A new way to vote
Ranked Choice Voting to be discussed

LISA NELSON
HANCOCK — The League of Women Voters of Copper Country will hold its annual meeting beginning at 11:15 a.m. Saturday at the Griffin Cafe in the Skyline Commons in Hancock. The meeting includes a presentation on ranked choice voting. The presentation and meeting are open to the public and include a buffet lunch.
Guest speaker and League member Lisa Nelson will present “What is Ranked Choice Voting and the Michigan Rank MI Vote Ballot Proposal” Nelson is a member of the UP Rank MI Vote team and will explain what the system entails and the proposed statewide ballot to adopt the system for state and federal elections.
Ranked choice voting was a topic that drew interest from LWVCC members and in January its board determined it was discussed enough to warrant its own focused presentation. The system of voting is most prevalent in Alaska and Maine, though is also present in specific forms in locations like Hawaii for its special congressional elections.
LWVCC Co-president Faith Morrison said ranked choice voting is an alternative to the “first past the post” system most Americans are familiar with, and the presentation can serve as a way to educate Copper Country residents of how it works. She said the system Michigan and most of the country operates under allows victors who take the most votes, even if it is less than half of the votes tallied.

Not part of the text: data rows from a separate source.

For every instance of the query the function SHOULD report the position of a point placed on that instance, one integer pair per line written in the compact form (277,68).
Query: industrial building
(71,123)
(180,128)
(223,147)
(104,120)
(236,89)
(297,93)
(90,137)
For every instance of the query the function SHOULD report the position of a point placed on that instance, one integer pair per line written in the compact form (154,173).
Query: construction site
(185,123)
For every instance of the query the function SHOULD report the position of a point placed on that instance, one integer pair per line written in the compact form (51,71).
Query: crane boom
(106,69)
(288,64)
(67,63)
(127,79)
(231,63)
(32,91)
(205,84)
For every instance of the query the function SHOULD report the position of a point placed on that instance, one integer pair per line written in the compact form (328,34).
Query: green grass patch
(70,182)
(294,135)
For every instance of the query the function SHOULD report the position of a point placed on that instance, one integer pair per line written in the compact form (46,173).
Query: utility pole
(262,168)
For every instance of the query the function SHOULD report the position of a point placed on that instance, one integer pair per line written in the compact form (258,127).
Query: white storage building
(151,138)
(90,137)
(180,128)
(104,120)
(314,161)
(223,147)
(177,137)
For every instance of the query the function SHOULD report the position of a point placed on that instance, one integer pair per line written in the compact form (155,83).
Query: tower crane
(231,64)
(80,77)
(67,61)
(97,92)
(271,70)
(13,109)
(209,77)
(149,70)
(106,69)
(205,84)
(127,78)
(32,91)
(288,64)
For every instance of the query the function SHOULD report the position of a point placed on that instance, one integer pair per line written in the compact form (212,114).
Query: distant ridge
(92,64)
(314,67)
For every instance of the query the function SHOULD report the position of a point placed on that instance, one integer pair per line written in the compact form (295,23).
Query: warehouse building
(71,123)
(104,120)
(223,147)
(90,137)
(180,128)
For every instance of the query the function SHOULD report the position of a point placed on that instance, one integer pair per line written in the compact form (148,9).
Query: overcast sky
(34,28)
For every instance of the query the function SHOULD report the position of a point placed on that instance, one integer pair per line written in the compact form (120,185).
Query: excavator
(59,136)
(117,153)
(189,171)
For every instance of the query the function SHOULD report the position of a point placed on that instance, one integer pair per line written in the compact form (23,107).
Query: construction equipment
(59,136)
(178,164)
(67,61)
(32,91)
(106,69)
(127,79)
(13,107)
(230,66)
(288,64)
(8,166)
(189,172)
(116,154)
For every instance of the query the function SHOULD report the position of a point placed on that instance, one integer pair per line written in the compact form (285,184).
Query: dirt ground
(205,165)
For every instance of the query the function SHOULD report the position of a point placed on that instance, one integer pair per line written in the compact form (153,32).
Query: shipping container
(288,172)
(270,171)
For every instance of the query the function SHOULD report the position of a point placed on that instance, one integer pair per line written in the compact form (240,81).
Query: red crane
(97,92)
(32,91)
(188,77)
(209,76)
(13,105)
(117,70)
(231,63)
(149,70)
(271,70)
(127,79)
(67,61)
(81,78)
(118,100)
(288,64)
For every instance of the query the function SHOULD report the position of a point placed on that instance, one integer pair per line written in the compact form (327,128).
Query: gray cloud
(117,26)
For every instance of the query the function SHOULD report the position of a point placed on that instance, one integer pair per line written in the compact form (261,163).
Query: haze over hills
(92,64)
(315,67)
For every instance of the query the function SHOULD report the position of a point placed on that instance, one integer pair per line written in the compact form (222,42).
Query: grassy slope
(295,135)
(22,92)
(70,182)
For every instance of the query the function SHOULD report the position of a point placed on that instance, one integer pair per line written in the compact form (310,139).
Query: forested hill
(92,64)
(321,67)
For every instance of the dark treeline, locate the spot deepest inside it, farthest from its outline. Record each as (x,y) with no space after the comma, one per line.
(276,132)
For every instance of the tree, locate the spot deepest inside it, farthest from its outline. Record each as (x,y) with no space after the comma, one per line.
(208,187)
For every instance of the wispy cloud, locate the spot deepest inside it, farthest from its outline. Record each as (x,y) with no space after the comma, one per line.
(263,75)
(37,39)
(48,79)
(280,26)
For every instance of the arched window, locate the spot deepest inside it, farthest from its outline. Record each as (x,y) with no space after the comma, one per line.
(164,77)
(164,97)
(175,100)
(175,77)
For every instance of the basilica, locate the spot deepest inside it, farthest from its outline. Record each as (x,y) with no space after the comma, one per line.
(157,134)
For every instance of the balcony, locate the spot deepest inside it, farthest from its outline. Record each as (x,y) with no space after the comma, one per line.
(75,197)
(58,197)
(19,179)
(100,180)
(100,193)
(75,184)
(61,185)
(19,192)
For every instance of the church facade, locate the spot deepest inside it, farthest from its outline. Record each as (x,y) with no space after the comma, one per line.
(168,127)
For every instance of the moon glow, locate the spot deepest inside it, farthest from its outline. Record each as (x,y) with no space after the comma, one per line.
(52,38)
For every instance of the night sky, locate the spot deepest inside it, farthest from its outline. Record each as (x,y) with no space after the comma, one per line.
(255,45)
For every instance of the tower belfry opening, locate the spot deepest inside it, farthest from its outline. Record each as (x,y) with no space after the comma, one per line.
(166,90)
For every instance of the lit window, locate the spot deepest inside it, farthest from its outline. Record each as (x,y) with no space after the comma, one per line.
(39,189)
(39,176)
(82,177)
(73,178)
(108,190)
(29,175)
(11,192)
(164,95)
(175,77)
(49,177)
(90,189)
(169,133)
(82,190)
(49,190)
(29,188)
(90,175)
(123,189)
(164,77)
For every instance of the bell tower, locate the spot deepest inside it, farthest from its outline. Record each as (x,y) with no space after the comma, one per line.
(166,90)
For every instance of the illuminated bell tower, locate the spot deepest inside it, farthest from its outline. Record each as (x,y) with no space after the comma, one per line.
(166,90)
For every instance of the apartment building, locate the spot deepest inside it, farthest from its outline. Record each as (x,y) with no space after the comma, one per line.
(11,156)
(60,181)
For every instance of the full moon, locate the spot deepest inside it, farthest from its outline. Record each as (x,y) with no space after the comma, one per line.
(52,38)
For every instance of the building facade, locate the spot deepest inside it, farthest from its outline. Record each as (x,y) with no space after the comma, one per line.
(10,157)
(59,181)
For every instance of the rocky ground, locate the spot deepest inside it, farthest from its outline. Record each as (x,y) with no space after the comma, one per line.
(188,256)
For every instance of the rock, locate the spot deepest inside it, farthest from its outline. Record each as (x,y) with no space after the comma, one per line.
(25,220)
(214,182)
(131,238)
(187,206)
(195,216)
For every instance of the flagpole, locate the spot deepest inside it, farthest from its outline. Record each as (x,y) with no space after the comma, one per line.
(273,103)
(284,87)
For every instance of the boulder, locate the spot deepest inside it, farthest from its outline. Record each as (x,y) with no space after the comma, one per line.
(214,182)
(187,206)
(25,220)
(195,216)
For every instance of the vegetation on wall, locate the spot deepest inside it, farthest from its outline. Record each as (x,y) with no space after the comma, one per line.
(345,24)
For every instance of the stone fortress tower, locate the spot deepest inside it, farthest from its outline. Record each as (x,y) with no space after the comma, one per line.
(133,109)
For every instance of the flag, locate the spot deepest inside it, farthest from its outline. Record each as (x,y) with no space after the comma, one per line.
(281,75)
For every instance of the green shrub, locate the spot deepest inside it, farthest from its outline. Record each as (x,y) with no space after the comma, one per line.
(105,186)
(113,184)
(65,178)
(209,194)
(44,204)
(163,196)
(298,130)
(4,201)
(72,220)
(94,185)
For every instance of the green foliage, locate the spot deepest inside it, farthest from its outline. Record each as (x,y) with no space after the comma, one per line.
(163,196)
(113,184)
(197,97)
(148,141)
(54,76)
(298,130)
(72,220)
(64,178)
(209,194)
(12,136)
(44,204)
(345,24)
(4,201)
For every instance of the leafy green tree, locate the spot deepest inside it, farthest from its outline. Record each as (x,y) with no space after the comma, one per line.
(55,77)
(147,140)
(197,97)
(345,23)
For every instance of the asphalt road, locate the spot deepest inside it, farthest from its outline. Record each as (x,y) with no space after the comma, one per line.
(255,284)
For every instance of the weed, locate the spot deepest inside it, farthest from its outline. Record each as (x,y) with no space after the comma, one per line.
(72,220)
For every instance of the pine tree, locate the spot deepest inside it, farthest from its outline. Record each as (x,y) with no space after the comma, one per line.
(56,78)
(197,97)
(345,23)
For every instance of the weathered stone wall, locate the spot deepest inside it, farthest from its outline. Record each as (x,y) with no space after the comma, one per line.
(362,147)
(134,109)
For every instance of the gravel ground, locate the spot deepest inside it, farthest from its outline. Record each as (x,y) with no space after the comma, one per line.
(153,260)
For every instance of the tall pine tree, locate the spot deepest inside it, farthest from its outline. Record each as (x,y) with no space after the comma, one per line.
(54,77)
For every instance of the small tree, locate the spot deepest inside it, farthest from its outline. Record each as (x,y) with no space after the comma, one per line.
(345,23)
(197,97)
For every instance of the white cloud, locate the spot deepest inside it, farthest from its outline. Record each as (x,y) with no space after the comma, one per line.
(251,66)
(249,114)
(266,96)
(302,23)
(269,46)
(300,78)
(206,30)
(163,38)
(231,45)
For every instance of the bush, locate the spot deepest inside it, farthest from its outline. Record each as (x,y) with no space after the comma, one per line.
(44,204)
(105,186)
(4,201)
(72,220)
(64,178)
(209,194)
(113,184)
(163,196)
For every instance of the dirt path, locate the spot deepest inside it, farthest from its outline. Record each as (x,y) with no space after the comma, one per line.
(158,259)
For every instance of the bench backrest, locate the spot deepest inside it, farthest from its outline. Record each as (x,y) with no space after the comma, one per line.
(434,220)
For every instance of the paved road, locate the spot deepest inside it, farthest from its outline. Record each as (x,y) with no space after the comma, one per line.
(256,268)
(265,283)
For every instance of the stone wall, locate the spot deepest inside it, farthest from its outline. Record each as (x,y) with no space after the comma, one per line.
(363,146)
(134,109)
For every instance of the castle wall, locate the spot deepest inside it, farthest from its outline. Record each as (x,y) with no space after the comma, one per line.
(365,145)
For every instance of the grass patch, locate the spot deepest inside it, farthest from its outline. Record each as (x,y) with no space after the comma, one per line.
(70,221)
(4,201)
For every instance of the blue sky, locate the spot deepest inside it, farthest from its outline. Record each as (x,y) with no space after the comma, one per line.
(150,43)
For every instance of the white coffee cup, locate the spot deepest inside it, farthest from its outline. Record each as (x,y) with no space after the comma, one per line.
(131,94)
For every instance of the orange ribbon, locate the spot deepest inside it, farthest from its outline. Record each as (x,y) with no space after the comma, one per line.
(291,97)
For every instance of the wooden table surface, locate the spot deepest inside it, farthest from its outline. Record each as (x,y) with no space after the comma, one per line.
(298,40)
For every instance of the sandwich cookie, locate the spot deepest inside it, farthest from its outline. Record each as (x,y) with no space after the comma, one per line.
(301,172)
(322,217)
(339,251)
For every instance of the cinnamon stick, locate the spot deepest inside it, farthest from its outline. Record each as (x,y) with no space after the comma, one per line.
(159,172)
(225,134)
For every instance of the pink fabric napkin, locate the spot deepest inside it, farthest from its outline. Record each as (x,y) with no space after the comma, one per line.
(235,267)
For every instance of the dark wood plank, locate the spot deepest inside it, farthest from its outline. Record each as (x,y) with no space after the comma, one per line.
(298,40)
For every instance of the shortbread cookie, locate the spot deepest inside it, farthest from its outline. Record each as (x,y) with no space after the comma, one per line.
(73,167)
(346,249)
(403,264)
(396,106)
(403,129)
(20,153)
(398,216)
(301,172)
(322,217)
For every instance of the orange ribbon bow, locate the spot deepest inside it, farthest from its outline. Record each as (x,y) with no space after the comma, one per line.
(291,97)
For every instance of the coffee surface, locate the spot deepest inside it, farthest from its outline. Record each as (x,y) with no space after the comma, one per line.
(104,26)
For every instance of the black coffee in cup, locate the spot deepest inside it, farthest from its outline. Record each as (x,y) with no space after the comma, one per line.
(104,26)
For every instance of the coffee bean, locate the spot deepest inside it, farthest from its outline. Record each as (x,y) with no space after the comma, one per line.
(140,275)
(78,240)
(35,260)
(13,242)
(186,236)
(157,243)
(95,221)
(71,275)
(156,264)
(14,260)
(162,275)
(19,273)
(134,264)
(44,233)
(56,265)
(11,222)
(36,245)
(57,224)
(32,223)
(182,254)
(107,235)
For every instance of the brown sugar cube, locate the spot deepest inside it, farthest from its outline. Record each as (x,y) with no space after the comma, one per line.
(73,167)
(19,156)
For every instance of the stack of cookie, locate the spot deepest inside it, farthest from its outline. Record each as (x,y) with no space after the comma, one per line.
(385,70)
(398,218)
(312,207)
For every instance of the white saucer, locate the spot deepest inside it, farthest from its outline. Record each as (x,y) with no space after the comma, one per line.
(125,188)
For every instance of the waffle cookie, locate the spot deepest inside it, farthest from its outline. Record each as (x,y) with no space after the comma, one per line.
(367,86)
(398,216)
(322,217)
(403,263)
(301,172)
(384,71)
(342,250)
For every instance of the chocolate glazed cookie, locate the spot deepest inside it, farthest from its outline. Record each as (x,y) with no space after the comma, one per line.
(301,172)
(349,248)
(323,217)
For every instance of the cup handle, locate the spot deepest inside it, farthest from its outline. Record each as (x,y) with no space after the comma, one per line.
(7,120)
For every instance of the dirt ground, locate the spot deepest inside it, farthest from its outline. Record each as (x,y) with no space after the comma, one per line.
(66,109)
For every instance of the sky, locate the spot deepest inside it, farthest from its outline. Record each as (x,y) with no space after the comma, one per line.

“Ranked choice voting is the idea when you go to the election, if there’s more than two candidates, you would list your first choice and your second choice,” Morrison said. “And automatically if one of the one, two, three or four candidates gets 50 percent of the votes the election is over. If nobody gets over 50 percent the person who was in last place in that round gets eliminated from consideration, and the second place votes of everybody whose vote wasn’t counted, they get redistributed.”
Morrison believes this is an alternative to consider if voters are displeased with the two-party system within America, but more specifically Michigan. She said the current system usually only results in Democrat and Republican victories, but ranked choice voting allows citizens to demonstrate interest in other options.
“That could have an influence even on the majority parties. But right now, they’re (Libertarian and Green Parties) kind of invisible, because the only people who vote for those things are people who are in scare quotes, ‘throwing away their vote’ on a minority candidate.”
Morrison said no system is perfect, which is why it warrants discussion at the event. After the presentation attendees are free to ask Nelson questions about ranked choice voting.